En 1935, Toussaint Lachapelle, un des actionnaires de la Laurentian Water and Power, s’associe à Émile Lauzon et Aristide Lachapelle pour fonder l’Électrique de Mont-Laurier Limitée et rachète les actifs de la Laurentian. La nouvelle compagnie fait agrandir la centrale en 1937[3]. Le bâtiment principal sera incendié en 1949 puis reconstruit en 1952[4].
Vers 1949, la compagnie fait installer une centrale à combustion interne à l’usine de Bellerive Veneers and Plywood Ltd. La même année, elle acquiert le réseau électrique de l’Électrique de Ferme-Neuve, ce qui étend son réseau à 2600 abonnés. En 1958 elle procède à l’achat d’une autre compagnie de distribution, J.M. Meilleur & Al pour étendre son réseau à Val-Barrette[3].
En 1962 le gouvernement nouvellement élu de Jean-Lesage annonce l’intention de nationaliser onze compagnies privées au Québec, et l’année suivante Hydro-Québec fait une offre pour racheter l’Électrique de Mont-Laurier et de Ferme-Neuve. Les dirigeants refusent l’offre car ils la considèrent trop basse. Ce n’est qu’en 1967, pour un prix total de 590 000 dollars que la compagnie est vendue à Hydro-Québec[1].

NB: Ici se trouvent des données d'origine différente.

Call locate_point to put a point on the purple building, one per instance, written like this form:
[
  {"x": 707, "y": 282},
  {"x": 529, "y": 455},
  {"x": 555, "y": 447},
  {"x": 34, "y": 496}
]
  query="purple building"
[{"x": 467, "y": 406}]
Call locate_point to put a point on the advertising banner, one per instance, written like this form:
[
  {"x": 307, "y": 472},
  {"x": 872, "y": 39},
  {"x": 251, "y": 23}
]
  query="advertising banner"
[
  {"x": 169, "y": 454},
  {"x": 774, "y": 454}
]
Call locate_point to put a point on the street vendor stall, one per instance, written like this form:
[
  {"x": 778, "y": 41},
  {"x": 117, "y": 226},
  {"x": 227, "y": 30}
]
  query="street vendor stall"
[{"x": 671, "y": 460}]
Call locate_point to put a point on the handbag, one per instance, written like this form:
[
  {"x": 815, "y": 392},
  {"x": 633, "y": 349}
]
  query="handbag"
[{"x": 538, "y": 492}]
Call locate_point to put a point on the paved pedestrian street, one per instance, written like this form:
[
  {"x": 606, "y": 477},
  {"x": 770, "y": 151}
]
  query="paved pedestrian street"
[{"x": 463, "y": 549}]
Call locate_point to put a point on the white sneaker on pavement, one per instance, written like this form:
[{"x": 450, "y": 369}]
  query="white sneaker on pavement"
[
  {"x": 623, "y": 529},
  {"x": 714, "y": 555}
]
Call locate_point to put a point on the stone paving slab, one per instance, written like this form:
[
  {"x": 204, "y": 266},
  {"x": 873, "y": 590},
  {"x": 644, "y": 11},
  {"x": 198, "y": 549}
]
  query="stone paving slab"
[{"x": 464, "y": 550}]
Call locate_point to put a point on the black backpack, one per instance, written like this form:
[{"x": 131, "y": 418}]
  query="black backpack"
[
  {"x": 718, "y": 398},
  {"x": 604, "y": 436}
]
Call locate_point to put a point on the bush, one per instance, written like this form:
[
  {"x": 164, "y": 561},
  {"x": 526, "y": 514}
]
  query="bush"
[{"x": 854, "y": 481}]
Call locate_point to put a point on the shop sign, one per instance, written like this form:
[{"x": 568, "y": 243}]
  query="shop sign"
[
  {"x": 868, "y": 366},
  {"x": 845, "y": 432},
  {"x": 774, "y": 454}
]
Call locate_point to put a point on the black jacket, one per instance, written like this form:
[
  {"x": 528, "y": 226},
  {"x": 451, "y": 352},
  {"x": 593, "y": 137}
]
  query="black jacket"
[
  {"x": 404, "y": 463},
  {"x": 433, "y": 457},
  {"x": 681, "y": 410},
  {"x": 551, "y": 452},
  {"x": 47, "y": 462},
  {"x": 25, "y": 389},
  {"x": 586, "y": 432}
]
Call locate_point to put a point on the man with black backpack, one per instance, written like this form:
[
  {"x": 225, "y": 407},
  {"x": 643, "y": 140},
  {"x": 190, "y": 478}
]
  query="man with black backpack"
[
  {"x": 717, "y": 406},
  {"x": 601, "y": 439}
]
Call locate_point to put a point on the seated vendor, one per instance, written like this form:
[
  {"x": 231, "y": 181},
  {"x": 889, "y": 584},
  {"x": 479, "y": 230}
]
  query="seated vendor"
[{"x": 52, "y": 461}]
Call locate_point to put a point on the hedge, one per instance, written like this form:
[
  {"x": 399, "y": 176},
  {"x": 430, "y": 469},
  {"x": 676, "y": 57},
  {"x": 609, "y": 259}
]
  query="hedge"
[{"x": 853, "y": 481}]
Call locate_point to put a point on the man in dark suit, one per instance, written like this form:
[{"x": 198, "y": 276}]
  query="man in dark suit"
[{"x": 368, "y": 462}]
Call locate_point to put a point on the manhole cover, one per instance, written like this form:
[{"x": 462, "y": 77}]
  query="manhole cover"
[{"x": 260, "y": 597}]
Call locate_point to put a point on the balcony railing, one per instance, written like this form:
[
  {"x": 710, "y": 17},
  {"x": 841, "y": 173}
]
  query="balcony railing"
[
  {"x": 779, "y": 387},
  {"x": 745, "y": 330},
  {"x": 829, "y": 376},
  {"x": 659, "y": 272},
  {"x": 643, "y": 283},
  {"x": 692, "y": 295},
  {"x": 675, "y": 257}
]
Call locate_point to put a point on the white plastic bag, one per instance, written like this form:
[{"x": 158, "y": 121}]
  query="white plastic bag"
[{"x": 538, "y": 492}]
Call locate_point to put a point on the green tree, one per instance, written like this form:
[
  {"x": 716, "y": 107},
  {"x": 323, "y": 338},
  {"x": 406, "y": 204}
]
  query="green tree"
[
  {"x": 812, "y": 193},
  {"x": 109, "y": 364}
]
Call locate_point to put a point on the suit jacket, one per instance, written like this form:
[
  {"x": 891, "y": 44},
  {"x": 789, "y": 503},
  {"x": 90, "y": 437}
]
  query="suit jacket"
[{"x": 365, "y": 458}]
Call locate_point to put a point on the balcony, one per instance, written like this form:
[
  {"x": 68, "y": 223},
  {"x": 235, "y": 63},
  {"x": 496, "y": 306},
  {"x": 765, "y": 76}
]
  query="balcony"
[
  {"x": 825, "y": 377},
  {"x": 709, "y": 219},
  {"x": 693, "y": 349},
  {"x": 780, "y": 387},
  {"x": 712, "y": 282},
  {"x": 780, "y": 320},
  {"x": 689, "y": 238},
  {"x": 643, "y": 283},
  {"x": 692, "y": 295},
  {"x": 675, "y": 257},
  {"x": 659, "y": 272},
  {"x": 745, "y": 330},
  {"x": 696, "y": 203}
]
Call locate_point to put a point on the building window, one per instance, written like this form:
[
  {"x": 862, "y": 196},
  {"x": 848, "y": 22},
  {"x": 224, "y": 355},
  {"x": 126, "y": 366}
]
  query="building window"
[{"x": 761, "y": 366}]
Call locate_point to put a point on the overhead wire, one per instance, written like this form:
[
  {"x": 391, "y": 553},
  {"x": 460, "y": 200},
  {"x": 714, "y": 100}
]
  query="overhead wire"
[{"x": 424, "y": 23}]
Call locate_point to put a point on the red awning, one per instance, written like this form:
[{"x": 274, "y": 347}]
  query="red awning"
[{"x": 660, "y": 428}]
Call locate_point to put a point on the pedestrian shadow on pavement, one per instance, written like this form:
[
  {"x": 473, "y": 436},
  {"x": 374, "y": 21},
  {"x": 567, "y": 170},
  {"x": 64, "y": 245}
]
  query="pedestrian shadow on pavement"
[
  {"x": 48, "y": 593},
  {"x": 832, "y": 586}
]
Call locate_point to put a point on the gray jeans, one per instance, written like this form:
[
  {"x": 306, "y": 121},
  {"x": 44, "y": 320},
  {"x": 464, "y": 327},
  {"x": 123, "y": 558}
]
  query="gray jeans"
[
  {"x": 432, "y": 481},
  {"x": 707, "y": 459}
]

Lors de l’achat, la compagnie possède la Centrale hydroélectrique de Mont-Laurier, 140 kilomètres de lignes de distribution, une petite centrale thermique de 1.6 MW et le réseau d’aqueduc municipal de Ferme-Neuve. La centrale, trop marginale dans le réseau d’Hydro-Québec, sera revendue à Bellerive Veneers and Plywood Ltd pour ses besoins internes pour une sommes de 150 000 dollars. Le réseau d’aqueduc sera quant à lui vendu à la municipalité de Ferme-Neuve pour un montant symbolique de 1 dollar[1].
Aujourd’hui, la centrale hydroélectrique de Mont-Laurier est exploitée par Algonquin Power, et son électricité revendue à Hydro-Québec[5].